PathCORE-T analysis workflow diagram

Scripts (in order of execution):

  1. run_network_creation.py

    Iterates through a directory of weight matrices generated by a feature construction algorithm that has been applied to a transcriptomic dataset. Multiple weight matrices can be constructed from the same algorithm initialized with different random seeds. The eADAGE example uses multiple weight matrices, whereas the two NMF examples only use one weight matrix.

  2. run_permutation_test.py

    Iterates through a directory of network files and applies a permutation test to the networks to determine edge significance. If there is more than 1 network file in the directory, the networks are combined to make a single aggregate network. Edges that are significant under their corresponding nulls (generated by the permutation test) are kept in the final network.

Additional:

  • constants directory

    This module allows for import of two dictionaries: GENE_SIGNATURE_DEFINITIONS and SHORTEN_PATHWAY_NAMES. These are intended to be modified when you need to run PathCORE-T using a feature construction algorithm and/or pathway definitions different from those in our case studies.

    In most cases, the files in constants should be the only ones you may need to modify to run an analysis of your own.

  • utils.py

    Utility functions for file reading & processing.

Web application database setup

Here we describe the steps taken to prepare the database that backs the PathCORE-T demo application. The demo application is built on the Flask microframework and deployed on Heroku. The database is a MongoDB instance hosted on mLab.

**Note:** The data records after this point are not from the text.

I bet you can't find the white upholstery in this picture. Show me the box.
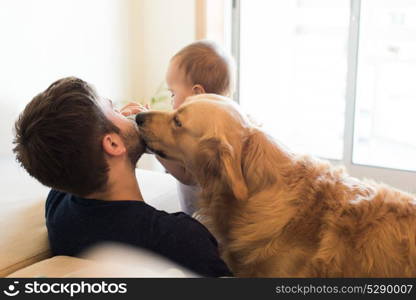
[0,158,180,277]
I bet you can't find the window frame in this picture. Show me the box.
[231,0,416,193]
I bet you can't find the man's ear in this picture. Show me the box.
[102,133,126,156]
[192,84,205,95]
[196,138,248,200]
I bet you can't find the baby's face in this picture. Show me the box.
[166,59,194,109]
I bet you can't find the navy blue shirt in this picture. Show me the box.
[46,190,232,277]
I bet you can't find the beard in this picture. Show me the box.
[121,124,145,169]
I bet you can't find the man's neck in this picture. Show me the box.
[87,166,143,201]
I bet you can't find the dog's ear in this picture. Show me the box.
[195,138,248,200]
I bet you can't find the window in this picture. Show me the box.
[232,0,416,192]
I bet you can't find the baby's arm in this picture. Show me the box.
[156,155,195,185]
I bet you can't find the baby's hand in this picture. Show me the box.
[120,102,150,117]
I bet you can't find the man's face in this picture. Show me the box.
[100,98,144,167]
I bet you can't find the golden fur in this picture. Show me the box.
[141,95,416,277]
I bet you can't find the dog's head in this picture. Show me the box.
[136,95,250,199]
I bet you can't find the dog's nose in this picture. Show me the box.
[136,113,146,126]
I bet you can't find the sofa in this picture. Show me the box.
[0,158,184,277]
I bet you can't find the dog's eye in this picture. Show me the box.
[173,117,182,127]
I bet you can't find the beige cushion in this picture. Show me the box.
[7,256,192,278]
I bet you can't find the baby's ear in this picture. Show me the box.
[192,84,205,95]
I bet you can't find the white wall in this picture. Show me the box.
[0,0,195,162]
[0,0,132,154]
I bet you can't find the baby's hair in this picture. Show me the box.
[172,40,234,96]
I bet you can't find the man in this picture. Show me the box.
[13,77,231,277]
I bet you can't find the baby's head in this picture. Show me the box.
[166,41,234,109]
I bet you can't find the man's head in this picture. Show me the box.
[166,41,234,109]
[13,77,144,196]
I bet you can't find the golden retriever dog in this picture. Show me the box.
[136,95,416,277]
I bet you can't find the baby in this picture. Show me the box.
[161,41,234,215]
[121,41,234,215]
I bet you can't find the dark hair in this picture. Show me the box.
[172,40,235,96]
[13,77,120,196]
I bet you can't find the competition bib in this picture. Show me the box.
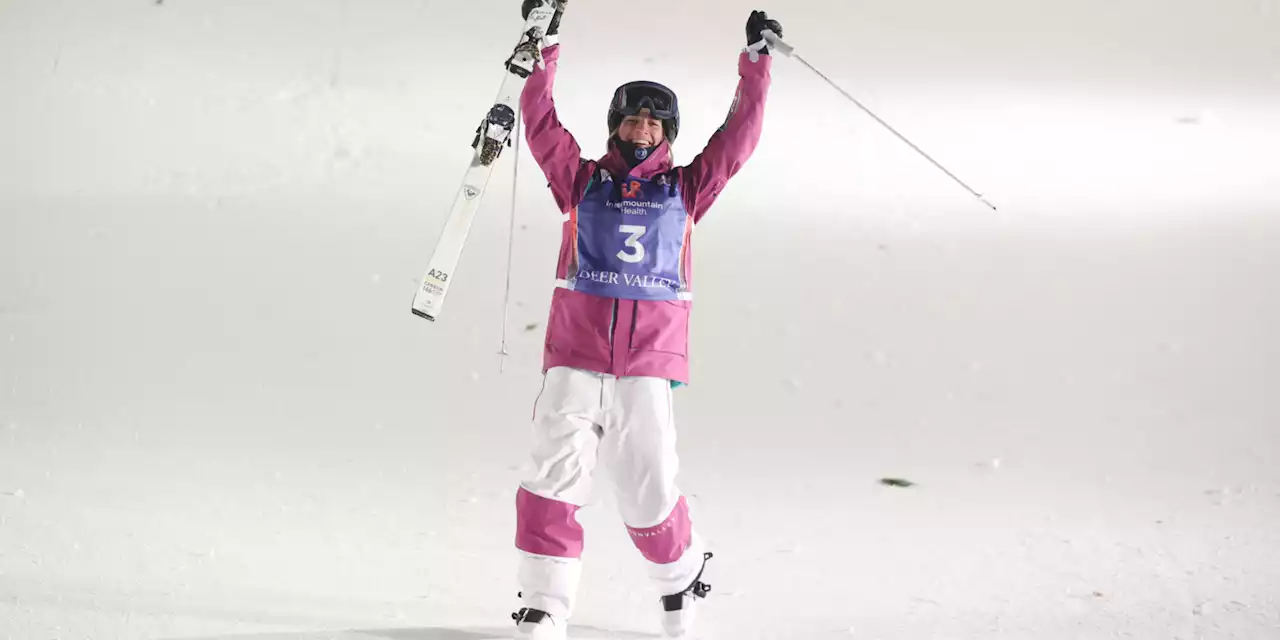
[567,168,692,300]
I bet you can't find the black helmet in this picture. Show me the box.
[609,81,680,143]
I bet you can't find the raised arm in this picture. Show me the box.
[682,12,782,221]
[520,35,582,211]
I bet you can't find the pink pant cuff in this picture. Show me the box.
[516,488,582,558]
[627,495,694,564]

Both Heroku and mLab provide free tier options for their services.

Note that the --metadata flag is used in analysis_Paeruginosa_eADAGE.sh for run_network_creation.py ahead of the web application setup carried out by running web_db_Paeruginosa_eADAGE.sh.

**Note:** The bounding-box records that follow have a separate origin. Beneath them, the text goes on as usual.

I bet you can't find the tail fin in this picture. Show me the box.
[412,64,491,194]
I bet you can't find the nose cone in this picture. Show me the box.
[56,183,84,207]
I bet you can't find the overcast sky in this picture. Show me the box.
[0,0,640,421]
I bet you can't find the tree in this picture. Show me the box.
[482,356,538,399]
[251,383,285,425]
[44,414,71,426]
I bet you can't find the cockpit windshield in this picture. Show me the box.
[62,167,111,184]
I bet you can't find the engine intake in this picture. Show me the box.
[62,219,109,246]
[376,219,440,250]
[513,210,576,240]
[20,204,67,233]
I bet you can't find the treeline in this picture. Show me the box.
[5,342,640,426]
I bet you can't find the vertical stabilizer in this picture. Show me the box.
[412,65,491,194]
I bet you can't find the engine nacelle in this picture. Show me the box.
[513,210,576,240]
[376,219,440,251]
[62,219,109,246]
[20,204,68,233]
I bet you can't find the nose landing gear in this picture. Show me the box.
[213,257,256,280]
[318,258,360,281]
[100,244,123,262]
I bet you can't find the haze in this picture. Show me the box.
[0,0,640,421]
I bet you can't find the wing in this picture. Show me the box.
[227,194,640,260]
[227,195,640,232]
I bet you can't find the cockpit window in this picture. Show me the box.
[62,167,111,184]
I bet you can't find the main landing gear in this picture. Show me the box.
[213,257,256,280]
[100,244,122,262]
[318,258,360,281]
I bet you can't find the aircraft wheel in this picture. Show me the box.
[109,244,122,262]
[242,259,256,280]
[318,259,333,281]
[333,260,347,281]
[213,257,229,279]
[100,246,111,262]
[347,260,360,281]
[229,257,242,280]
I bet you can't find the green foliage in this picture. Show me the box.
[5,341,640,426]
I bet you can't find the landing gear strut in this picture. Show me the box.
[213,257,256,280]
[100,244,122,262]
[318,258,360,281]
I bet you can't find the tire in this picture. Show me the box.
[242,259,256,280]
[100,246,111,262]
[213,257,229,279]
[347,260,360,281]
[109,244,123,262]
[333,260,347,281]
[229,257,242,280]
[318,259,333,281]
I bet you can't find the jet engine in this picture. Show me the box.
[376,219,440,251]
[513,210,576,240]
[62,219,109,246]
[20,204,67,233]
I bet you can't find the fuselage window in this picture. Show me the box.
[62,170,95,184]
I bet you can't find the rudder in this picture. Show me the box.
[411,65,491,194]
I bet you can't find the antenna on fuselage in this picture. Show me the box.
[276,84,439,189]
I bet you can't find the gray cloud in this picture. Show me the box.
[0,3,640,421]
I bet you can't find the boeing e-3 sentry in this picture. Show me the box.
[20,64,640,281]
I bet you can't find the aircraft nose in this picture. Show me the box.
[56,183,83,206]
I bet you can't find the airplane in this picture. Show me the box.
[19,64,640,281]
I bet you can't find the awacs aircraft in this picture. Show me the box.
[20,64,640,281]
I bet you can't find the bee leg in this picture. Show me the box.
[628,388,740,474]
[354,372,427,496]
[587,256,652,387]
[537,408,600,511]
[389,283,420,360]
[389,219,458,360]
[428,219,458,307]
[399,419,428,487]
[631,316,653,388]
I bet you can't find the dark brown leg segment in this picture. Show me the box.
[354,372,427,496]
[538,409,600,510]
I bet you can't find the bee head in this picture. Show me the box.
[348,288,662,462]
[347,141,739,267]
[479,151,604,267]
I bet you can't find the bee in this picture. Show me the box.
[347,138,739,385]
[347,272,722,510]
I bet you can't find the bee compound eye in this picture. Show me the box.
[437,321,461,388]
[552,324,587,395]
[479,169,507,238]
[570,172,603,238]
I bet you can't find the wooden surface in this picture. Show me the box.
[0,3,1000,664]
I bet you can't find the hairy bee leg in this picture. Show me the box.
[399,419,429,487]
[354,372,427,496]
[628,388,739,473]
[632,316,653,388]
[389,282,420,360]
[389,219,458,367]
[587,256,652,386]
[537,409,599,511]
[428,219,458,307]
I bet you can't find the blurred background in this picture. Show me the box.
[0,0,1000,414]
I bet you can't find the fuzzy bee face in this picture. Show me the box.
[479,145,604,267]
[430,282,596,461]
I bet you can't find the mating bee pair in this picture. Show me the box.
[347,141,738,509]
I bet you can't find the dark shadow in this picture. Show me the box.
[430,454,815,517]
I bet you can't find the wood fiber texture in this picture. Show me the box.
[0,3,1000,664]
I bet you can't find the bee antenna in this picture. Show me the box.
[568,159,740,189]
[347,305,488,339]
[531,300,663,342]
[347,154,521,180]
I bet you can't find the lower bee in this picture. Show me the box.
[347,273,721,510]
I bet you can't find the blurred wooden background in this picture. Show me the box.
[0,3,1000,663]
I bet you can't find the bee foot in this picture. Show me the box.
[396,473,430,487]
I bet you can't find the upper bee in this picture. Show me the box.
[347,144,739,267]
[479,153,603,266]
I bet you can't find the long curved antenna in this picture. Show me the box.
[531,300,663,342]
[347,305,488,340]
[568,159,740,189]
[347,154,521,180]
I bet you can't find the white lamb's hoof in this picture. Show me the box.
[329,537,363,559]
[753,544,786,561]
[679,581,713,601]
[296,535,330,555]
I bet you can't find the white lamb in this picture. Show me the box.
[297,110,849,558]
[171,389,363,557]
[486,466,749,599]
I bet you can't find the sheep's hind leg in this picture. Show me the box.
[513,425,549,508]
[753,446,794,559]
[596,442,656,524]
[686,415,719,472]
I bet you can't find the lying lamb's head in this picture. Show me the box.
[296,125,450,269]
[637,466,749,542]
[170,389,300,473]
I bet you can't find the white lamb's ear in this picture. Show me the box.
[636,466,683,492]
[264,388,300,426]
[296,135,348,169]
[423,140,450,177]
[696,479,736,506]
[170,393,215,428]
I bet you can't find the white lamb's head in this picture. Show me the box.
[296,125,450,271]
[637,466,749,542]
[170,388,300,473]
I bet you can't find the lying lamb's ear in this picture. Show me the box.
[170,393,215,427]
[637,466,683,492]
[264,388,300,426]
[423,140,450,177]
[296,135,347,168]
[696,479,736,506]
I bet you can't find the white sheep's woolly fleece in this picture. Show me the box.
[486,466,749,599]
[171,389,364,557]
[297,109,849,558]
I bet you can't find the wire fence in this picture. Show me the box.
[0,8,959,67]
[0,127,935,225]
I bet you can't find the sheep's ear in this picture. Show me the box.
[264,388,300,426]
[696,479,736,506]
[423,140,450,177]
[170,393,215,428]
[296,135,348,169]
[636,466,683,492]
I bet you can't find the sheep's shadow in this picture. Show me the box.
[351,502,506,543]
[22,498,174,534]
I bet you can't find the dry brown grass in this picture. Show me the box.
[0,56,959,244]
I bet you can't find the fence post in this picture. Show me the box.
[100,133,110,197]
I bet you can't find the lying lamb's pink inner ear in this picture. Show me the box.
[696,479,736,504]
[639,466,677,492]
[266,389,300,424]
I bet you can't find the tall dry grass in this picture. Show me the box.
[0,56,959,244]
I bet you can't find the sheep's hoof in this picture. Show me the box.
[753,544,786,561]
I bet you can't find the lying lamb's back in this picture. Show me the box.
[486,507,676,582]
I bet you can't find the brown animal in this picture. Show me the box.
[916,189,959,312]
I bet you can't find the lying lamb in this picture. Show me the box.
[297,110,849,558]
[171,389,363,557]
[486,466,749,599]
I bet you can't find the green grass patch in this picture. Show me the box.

Scripts (in order of execution):

  • web_initialize_db.py

    Creates the following collections:

    • genes: Stores the gene identifiers. Assumes these can be retrieved from the first column (the row names/index) of the transcriptomic dataset. For the PAO1 example, we provided an additional file (for more information, see data/README.md) that has the common names corresponding to the gene locus tags specified in the compendium.

    • pathways: Stores the pathway & definition information from the pathway definitions file.

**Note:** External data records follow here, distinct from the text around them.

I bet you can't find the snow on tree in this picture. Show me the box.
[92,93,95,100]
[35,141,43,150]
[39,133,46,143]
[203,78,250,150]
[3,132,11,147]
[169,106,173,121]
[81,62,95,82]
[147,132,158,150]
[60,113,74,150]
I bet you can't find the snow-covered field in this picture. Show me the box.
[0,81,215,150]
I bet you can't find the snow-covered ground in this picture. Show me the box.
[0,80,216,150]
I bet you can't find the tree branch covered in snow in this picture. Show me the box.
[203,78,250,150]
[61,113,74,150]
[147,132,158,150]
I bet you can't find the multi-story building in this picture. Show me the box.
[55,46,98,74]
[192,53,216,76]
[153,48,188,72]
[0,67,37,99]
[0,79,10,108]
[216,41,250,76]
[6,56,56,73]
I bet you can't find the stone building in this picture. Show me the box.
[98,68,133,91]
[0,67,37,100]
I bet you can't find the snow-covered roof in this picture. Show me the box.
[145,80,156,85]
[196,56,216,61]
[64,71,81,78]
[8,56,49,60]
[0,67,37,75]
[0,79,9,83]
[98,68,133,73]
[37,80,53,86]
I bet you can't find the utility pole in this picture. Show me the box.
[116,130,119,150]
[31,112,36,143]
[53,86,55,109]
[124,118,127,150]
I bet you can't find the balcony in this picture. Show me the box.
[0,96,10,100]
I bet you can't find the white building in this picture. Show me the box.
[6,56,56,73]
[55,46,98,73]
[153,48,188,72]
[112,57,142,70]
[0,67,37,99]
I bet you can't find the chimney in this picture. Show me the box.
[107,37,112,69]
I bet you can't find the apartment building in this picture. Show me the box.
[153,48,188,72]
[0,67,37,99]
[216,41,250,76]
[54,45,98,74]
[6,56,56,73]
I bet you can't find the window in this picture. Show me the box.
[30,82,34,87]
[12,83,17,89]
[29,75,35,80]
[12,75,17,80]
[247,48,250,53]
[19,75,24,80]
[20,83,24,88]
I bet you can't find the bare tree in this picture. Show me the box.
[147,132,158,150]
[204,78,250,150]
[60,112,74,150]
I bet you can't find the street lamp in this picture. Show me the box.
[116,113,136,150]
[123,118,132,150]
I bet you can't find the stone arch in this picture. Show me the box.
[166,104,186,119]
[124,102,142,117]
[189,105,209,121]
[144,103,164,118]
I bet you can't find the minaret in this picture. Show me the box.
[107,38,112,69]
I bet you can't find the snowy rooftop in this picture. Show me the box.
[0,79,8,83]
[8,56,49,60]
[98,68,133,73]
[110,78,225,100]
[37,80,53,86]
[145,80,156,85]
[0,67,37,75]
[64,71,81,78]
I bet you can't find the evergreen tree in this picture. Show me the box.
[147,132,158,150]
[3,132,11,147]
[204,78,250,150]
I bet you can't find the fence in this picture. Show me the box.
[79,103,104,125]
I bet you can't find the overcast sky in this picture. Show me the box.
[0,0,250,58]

    • sample_labels: Stores the sample labels and the corresponding normalized expression values. Assumes the labels can be retrieved from the first row (the header) of the transcriptomic dataset and each column is the vector of expression values corresponding to that sample.

    • network_edges: Stores the network files in the networks directory created by running run_network_creation.py.

    • network_feature_signatures: Stores the feature gene signature information in the metadata directory created by running run_network_creation.py ... --metadata

    • network_feature_pathways: Stores the feature pathway definitions in the metadata directory created by running run_network_creation.py ... --metadata

    • sample_annotations: Specific to the PAO1 example, we store additional information about the samples in the compendium that can be displayed on the web application (for more information about the sample annotations file, see `data/README.md).

  • web_edge_page_data.py

    Creates the collection pathcore_edge_data. All information needed in an edge page is stored here (e.g. computes gene odds ratios, sample "summary" expression scores, creates heatmaps based on these values).

Additional:

  • utils_setup_PAO1_example.py

    Utility files in support of the PAO1 example. Gets the gene common names and sample annotations information.

PathCORE-T web application setup

Step 1: mLab setup

  • Register for an mLab account at mLab.com.
  • Create new: Create a free sandbox database (0.5 GB).
  • Database Users tab: Add a user to the new database that has write-access.
  • Create a credentials file (see example-mLab-credentials.yml)

Step 2: Run web_initialize_db.py

Step 3: Run web_edge_page_data.py

Fork the PathCORE-T-demo repository. Follow the setup instructions in the repository's README. Update or remove any text or code specific to the eADAGE-based, KEGG PAO1 case study so that the web application accurately describes and supports your analysis.